Adults are typically grateful that social media didn't exist when they were teenagers — that their Facebook photos and status messages date to their college years at the earliest, not their first years of high school or middle school. Would you retroactively give your 13-year-old self the power to permanently put anything he or she wanted on the Web? I'd sooner incapacitate him with arcade-prize finger traps, the unexpectedly hazardous technology of my youth.
What I'd never pondered, until a friend questioned me about it last weekend, is when I'll stop using Facebook. Assuming it endures as a company, will there be an age at which most people abandon it? Right now, I'm a light user who mostly exploits the platform to share links to my articles.
Some people in my "stream" do the same. We'll all follow the crowd.
As I reflect on the way most of my friends from high school and college have used Facebook in the past and how they use it today, I'd say that their activity is more often than not tied to life changes. A new "relationship status." A new job. A move to a new city. A wedding proposal, followed by photographs from the bachelorette party, the wedding, and the honeymoon. A pregnancy, followed by photos of the baby, her first steps, her second birthday, her last day of school, and her spot on the bronze medal podium after placing third in a state college swim meet.
People want to share these developments. And their friends and acquaintances don't want to miss out on happy news, or gossip, or vicarious presence at an event, or even mini-scandal or unexpected tragedy. So they keep coming back to Facebook, many times a day, to disseminate news and to receive it, and to decide whether their own life is proceeding at an acceptable pace. But what happens when the pace of "newsworthy" change slows down? When the career is established, the marriage is either stable or long over, the kids are grown, and seeing friends means dinner and a streamed movie rather than late nights drinking with camera phones out? Does Facebook start to feel depressing, like drawing on your dorm room white board during Thanksgiving break, or as if it has lost its purpose, like People magazine after Princess Diana?
In Joan Didion's essay on coming of age in New York City, she wrote:
I remember once, one cold bright December evening in New York, suggesting a friend who complained of having been around too long that he come with me to a party where there would be, I assured him with the bright resourcefulness of twenty-three, "new faces." He laughed literally until he choked, and I had to roll down the taxi window and hit him on the back. "New faces," he said finally, "don't tell me about new faces." It seemed that the last time he had gone to a party where he had been promised "new faces," there had been fifteen people in the room, and he had already slept with five of the women and owed money to all but two of the men. I laughed with him, but the first snow had just begun to fall and the big Christmas trees glittered yellow and white as far as I could see up Park Avenue and I had a new dress and it would be a long while before I would come to understand the particular moral of the story.

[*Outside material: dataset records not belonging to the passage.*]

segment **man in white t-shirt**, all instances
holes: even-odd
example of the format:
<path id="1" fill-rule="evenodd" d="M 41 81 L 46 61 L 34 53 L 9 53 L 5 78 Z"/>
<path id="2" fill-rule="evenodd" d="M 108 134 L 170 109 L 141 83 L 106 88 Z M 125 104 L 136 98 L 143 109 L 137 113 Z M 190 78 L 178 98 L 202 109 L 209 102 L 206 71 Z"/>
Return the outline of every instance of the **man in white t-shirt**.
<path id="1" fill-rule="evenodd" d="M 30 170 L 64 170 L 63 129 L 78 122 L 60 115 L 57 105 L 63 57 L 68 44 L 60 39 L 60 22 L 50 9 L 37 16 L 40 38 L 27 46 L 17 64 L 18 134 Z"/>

Years later, she was still attending the same parties, "all parties, bad parties," and only looking back was she able to appreciate her mistake: "You will have perceived by now that I was not one to profit by the experience of others, that it was a very long time indeed before I stopped believing in new faces and began to understand… that it is distinctly possible to stay too long at the Fair."
Imagine 7 years spent living in a college dorm, or 15 years spent attending the parties you went to in your twenties. Now imagine yourself perusing a Facebook stream daily for a full 25 years.
Doesn't that just feel like too long?
I wonder how many of you will agree. It's impossible to say right now. The popularity of Facebook among older people today doesn't really tell us much. Like everyone already grown up when social media came along, they experienced the addicting novelty of remaking long-lost, far-flung connections while in between tasks at work or waiting for the onions to caramelize. People who grew up with social media all along will experience it differently in middle age.
A colleague with whom I spoke about this topic guessed that the middle-aged will stick around as users for nostalgic reasons, their accounts, full of archived photographs, serving the same function as old high school yearbooks. Perhaps so. But how often do you look at your high school yearbook? In that scenario, Facebook pays to store ever more data that is seldom accessed.
Older folks might also stick around to lurk on the pages of their grown children, especially when grandchildren arrive. But Facebook will always be vulnerable to other companies fulfilling discrete social media niches, like photo-sharing with members of the immediate family. They're an "all-purpose sharing" site, with all of the attendant advantages and drawbacks.
Are my future children going to see the presence of my wife and I on Facebook as a drawback to doing their young-adult social media sharing on the platform? I suspect so. Of course, much of what I've written is premised on Facebook itself remaining static, which isn't going to happen. But the thought experiment helps us think through the challenges the company is facing. There are surely people within its hierarchy asking themselves these very same questions:
Is there a tension between keeping older users and attracting younger users?
Which demographic do we care about most?
How do we retain users for the long haul?
Will we try to charge people one day for storing all their decades old photos?
How hard will we make it for our users to export their histories?
It'll be interesting to see how they answer those questions, and how the people of my generation respond.